The Carlat Psychiatry Podcast
RSS

Clear, engaging, and practical updates on clinical psychiatry.
Earn CME for listening to the podcast with a Podcast CME Subscription.
Listen for free here or using Apple Podcasts and Spotify.

General Psychiatry

AI in Practice

June 9, 2025

Chris Aiken, MD and Kellie Newsome, PMHNP

Chris Aiken, MD and Kellie Newsome, PMHNP have disclosed no relevant financial or other interests in any commercial companies pertaining to this educational activity.

Doctor using AI interface with digital charts, health icons and futuristic data visualizations for advanced healthcare analysis and patient data tracking | Shutterstock

Artificial Intelligence is full of medical information. Here’s how to use it wisely.

Publication Date: 06/09/2025

Duration: 18 minutes, 48 seconds

Transcript:

KELLIE NEWSOME: Artificial Intelligence is beating doctors at diagnosis. Today, we’ll show you how to add AI to your practice and how to use it wisely. Welcome to The Carlat Psychiatry Podcast, keeping psychiatry honest since 2003.

CHRIS AIKEN: I’m Chris Aiken, the editor-in-chief of The Carlat Psychiatry Report.

KELLIE NEWSOME: And I’m Kellie Newsome, a psychiatric NP and a dedicated reader of every issue.

CHRIS AIKEN: I remember a time in the late 1990s when the debate was over expertise or evidence. The question went something like this: Would a patient with leukemia get better care in the hands of a seasoned oncologist or a novice who has an encyclopedic knowledge of every randomized controlled oncology trial? Today, we’ve invented such a savant. Their name is Chat GPT, and in a recent trial, they outperformed all the experts.

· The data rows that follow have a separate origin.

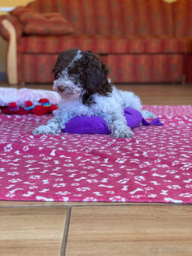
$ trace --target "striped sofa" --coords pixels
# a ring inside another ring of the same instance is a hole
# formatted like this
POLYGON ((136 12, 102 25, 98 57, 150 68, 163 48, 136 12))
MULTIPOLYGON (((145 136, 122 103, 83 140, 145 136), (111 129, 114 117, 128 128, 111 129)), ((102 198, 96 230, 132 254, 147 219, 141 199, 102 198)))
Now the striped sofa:
POLYGON ((35 0, 27 8, 61 13, 75 32, 26 35, 17 18, 0 17, 11 84, 52 83, 58 54, 71 47, 97 53, 114 83, 192 81, 190 0, 35 0))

KELLIE NEWSOME: Ethan Goh and colleagues compared diagnostic accuracy among 50 physicians against Chat GPT. Each were given six cases to diagnose. The physicians were correct 75% of the time, but Chat GPT outperformed them with 92% accuracy. The AI was version 4 of Chat GPT.

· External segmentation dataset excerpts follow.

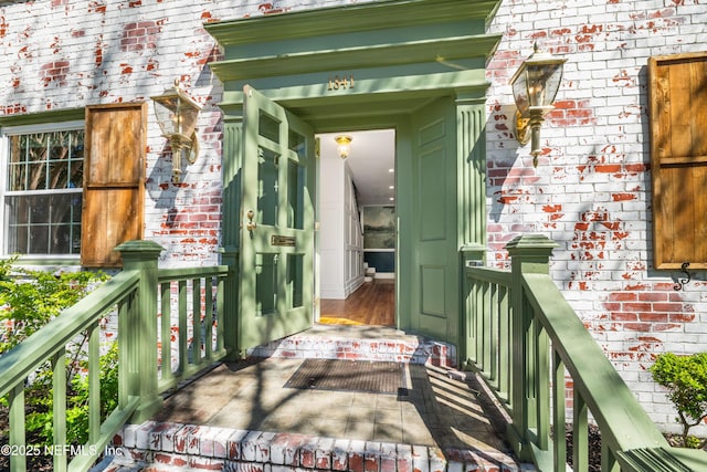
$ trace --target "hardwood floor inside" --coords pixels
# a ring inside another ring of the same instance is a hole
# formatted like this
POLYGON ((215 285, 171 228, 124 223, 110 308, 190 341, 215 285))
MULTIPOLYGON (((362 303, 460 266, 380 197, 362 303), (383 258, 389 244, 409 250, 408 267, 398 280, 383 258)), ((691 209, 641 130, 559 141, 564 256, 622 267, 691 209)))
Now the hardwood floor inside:
POLYGON ((365 282, 346 300, 323 298, 320 323, 349 325, 395 325, 395 283, 365 282))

CHRIS AIKEN: OK, so the robot is beating the experts, but let’s not give up hope. What if we combined the two, so the doctors used Chat GPT to enhance their diagnostic skills? The study also looked at that, but surprisingly, the doctors did no better when they used Chat GPT as a helper.

KELLIE NEWSOME: Those results – from 2024 – were confirmed this year in a similar study of 20 physicians. This one didn’t use Chat GPT. They used AMIE, a specialized AI that is supped up for diagnostic acumen. AMIE was nearly twice as accurate as physicians working on their own – 59% vs 34%. 34% is pretty low, but these were difficult cases taken from the New England Journal of Medicine’s clinicopathological conferences. In this study, the doctors did perform better with assistance. Allowing them to use the textbooks and the internet nudged their accuracy from 34 to 36% - a small gain – and they improved more when they were allowed to use AI: all the way to 52%, a big jump, but still shy of the AI on its own at 59%.

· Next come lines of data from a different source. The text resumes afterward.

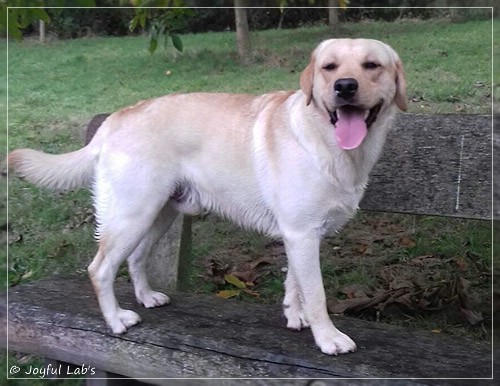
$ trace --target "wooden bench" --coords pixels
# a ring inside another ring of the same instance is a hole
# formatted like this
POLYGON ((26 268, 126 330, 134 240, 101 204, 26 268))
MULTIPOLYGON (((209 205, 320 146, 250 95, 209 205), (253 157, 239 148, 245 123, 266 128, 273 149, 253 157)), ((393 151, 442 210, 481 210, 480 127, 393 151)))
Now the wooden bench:
MULTIPOLYGON (((400 115, 361 208, 491 218, 491 125, 491 117, 482 115, 400 115)), ((498 206, 493 214, 500 214, 498 206)), ((176 284, 167 267, 178 266, 189 231, 189 220, 180 219, 152 254, 157 285, 176 284)), ((170 292, 171 305, 148 310, 136 304, 131 284, 117 280, 116 293, 120 304, 143 317, 125 335, 107 328, 86 277, 54 277, 9 289, 8 302, 7 294, 1 297, 2 336, 8 333, 9 350, 50 358, 53 366, 90 366, 95 374, 88 384, 112 383, 116 374, 169 385, 176 382, 166 378, 183 377, 413 379, 400 385, 449 384, 419 378, 492 377, 493 349, 485 342, 336 317, 358 351, 330 357, 315 347, 309 331, 285 328, 278 304, 170 292)))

CHRIS AIKEN: So far, AI is beating medical doctors at diagnosis. But what about psychiatry? Last month, Chang-Bae Bang and colleagues at Yonsei University in Korea tested the psychiatric diagnostic skills of four AI models. Chat GPT version 4 performed the best, so they tested it against psychiatric residents. Again, Chat GPT was the winner, with an F1 accuracy score of 63%, compared to 47% for the residents. And here’s the hopeful part – when these residents were allowed to use Chat GPT their accuracy improved to 60%. Close, but still shy of AI on its own at 63%.

KELLIE NEWSOME: Let’s recap. AI is at least 30% more accurate than doctors in making diagnoses, but doctors can improve if they use AI in their practice, and in this episode, we’ll show you some practical steps to make that leap. But first, the CME quiz for this episode:

TRUE or FALSE: A 1972 experiment showed that doctors are less likely than the general public to be fooled by a lecture that presented nonsensical content in an authoritative manner.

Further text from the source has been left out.